New Hampshire investigating anti-Romney calls
BOSTON (Reuters) - The New Hampshire attorney general's office said on Friday it was investigating suspicious telephone calls to voters highlighting Republican presidential hopeful Mitt Romney's Mormon faith in an apparent effort to erode his support.
Romney denounced the calls -- part of a tactic known as "push polling" -- as "un-American." Similar phone calls were also reported in Iowa.
In push polls, callers pretend to be conducting public opinion surveys and then provide negative information about a candidate.
Iowa and New Hampshire traditionally holds the country's first presidential nominating votes, and success there can help candidates build momentum in the White House race.
Rival Republican candidate, Arizona Sen. John McCain, notified New Hampshire officials of the calls. McCain was the victim of similar negative tactics in South Carolina's presidential primary in 2000.
"We received a complaint from the McCain campaign this afternoon and we are conducting an inquiry at this juncture to ascertain as to the veracity of the allegations," said Jim Kennedy, assistant attorney general in a telephone interview, adding that the probe would take some time.
A state legislator in Iowa, Ralph Watts, said he received a call and was asked whether he would be more or less likely to vote for Romney because he is a Mormon. The caller did not identify on whose behalf he was calling.
Watts said the last half of the call included questions about McCain showing him in a positive light as a former prisoner of war in Vietnam.
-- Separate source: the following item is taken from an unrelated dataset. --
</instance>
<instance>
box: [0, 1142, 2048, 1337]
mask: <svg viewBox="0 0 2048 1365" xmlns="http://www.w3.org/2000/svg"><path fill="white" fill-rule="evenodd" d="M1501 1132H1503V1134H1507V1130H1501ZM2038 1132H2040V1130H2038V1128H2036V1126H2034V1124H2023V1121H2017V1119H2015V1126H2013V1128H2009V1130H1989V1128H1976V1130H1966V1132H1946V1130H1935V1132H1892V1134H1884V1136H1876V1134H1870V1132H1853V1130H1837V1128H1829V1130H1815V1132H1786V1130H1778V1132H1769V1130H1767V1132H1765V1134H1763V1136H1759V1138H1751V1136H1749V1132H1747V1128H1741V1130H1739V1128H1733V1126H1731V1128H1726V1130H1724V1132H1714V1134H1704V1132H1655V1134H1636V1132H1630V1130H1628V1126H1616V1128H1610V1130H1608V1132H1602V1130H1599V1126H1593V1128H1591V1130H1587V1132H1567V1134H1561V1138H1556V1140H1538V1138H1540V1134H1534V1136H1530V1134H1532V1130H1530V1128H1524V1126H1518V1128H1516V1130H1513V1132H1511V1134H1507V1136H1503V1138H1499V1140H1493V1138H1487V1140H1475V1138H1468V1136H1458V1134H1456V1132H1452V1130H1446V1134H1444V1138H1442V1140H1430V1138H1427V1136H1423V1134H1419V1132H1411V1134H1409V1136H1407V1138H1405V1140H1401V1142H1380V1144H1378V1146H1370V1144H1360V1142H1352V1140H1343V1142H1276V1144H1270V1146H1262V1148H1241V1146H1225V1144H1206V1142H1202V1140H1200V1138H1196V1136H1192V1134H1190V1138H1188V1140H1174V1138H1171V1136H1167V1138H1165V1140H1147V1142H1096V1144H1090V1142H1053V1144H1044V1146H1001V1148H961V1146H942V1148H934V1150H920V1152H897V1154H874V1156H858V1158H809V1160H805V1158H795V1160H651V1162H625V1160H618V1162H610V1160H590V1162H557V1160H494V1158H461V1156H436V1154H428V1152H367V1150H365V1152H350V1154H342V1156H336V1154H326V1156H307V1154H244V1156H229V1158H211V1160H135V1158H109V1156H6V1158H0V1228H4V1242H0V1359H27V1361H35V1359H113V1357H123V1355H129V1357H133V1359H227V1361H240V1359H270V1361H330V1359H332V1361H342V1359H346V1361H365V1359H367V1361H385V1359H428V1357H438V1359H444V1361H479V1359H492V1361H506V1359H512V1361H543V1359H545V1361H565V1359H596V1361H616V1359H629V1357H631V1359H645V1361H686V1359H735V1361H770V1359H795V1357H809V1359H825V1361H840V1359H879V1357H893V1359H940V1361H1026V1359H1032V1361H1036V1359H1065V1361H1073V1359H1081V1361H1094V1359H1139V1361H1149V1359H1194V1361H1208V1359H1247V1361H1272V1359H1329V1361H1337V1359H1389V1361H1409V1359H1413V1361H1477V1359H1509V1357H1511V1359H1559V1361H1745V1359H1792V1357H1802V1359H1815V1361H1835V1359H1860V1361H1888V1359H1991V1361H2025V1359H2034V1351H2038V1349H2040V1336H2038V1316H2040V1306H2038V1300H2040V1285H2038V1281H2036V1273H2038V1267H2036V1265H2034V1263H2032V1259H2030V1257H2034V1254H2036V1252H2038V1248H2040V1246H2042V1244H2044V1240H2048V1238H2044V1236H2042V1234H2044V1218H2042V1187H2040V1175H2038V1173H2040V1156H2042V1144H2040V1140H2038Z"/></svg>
But Watts said he did some checking and "I'm convinced John McCain had nothing to do with it."
Push polling carries a civil penalty of up to $1,000 in New Hampshire and can be prosecuted as a felony if carried out by a corporate entity, Kennedy said.
McCain called on other candidates and their supporters to repudiate the attacks and "join me in pledging not to engage in such despicable tactics."
"I am outraged by the cowardly telephone calls that hide behind my name in an effort to disparage one candidate and advance the candidacy of another," he said in a statement.
The campaigns of Republicans Rudy Giuliani and Fred Thompson also rejected the tactics.
"There is no room for this sort of thing in politics," said Giuliani spokeswoman Katie Levinson. Thompson spokesman Todd Harris called it "smut" and "robo-dial bigotry."
If elected, Romney would be the country's first Mormon president. Mormon leaders have spent decades countering critics who dismiss the faith as a cult and a threat to Christianity.
In an interview on CNBC, former Massachusetts Gov. Romney denounced the campaign. He noted that Americans would be celebrating the Thanksgiving holiday, marking the founding of a nation based on religious freedom, next week.
"People came here to seek religious freedom. And on this week of all weeks for a campaign or supporters of a campaign to be launching attacks on another candidate because of his religion, it's as un-American as I can imagine," Romney said.
The Church of Jesus Christ of Latter-day Saints, as the sect based in Salt Lake City, Utah, is formally known, is the fourth-largest U.S. religion and one of the richest, with 12.9 million members globally.